2. Busk for charity. (A “busker” is a street musician.) For instance, set up your digital piano at the entrance of a grocery store. Put up a sign that says, “Music Feeds the Soul, but Food Feeds the Hungry! Please Donate to Our Food Drive!" Donate the collected food to a local food bank. This is good for the charity and good for you! (Be sure to secure permission from the store first.)
Or, consider participating in a program like this one: Musequality’s World Busk starts next Monday and lasts a week. It raises money for music projects that benefit some of the poorest children in the world.
Be sure to have a second poster up with the name of your studio, and possibly the names of your performers. In my case, I'd probably also post a picture of myself teaching a student on my studio piano just to show potential students that I don't routinely teach on a digital!

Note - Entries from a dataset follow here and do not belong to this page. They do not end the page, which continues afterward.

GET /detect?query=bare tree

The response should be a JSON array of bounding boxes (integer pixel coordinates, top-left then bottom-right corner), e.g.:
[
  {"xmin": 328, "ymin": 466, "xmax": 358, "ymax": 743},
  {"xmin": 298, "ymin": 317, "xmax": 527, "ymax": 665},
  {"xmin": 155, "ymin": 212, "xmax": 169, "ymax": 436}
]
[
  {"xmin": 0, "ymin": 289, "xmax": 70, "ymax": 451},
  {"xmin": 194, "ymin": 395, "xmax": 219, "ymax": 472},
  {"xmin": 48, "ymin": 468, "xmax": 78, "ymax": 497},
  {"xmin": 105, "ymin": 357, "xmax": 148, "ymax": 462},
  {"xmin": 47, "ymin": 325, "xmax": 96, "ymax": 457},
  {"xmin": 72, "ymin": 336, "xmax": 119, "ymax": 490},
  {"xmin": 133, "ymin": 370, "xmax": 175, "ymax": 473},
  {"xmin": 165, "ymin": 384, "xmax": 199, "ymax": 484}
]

3. Participate in another community event that will publicize your involvement. For instance, my studio once participated in a Children’s Book Festival sponsored by the area library system. We presented a recital at the local library, choosing pieces that would coordinate with books by the authors featured at the festival that year. My studio’s name was on all of the library's publicity for the book festival. You could do this with even 5 students, giving each one 2 pieces and playing something yourself.
Now, how do you get it in the newspaper? Write a press release about your upcoming event and submit it at least a week prior, and follow up with a phone call. If you're lucky, maybe they'll send out someone to cover it, but be prepared to play the role of reporter yourself. Take a camera and get good digital pictures. Afterwards, write another press release, and submit it with your pictures the morning after your event, if not the same day. Newspapers don’t like old news. Be sure to include the names of everyone in the pictures. (How to write a press release.) Keep your press release short and proofread it like crazy. The less work involved for the paper to edit your work, the more likely they'll bother with it.
Of course, you should also publicize it yourself on your blog, on Facebook, and on Twitter where you've been steadily building local connections.
If you use your imagination, you can come up with good ideas for doing something unique and newsworthy. Have any of you ever done something unique that attracted media attention?